Mevsimler Değişirken
Yazı- Nesibe Esra Çukurova
Ne kadar bakarsa o kadar tutsak kalıyor oturduğu yerde. Eski bir kasaba insanı gibi hissediyor çoğu zaman, asırlara meydan okuyan çınar ağacının yanında Basmane Gar’ın tahta banklarının birinde kışın gelişini selamlarken.
İzmir’le iki çekingen dosttur kış mevsimi, birbirlerini en beklenmedik anda karşılar ve İzmir tüm fedakarlığıyla kışın üstünden atamadığı kış soğuğunu göğüsler. Kimi zaman da belirgin bir başlangıç çizgisidir İzmirliler için kış; yolunu ve yoldan ona kalanları kaybetme riskiyle karşı karşıyadır çoğu zaman İzmirli, İzmir’in kışı bulamamasından. Nihayet yılın ilk yüz yakan, ciğere oturan ayazıyla belirir çan sesleri ve zamanın dolduğunu anımsatır zamanın boşluğundan beslenenlere.

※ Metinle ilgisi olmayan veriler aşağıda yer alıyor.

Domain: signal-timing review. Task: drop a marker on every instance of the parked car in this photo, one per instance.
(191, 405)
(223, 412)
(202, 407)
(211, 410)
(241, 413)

Doğanın var da, ya insanları bu dünyanın, onların da kendi içlerinde var mıdır hatırlatıcıları, yoksa hatırlatıcılar için saat çok mu geç oldu? Sanırım son kullanma tarihi var zamanın, bavulunu toplayıp gittiği, anlamı da yanına aldığı bir tarih. Anlamı; bazen bakmaya kıyamadığın bir fotoğraftan, bazen ne zaman yürüdüğünü hayal meyal hatırladığın bir sokaktan, her gün usanmadan selam verdiğin yabancılardan, her gün içinde mekik dokuduğun kim bilir nereye açılan koridorlardan, hatta ilmek ilmek dokuduğun ve ayakta durman için ısrar eden en önemli parçasından, yuvandan, bir anlamda sevdiğin ve sevildiğin yerden çekip götürdüğü bir vakittir o. Herkes mi yanında bunlarla kaçıp giden bavulunu arıyor günün nefes almaya fırsat bulduğu her anında, yoksa ben miyim bir tek avare yolcu?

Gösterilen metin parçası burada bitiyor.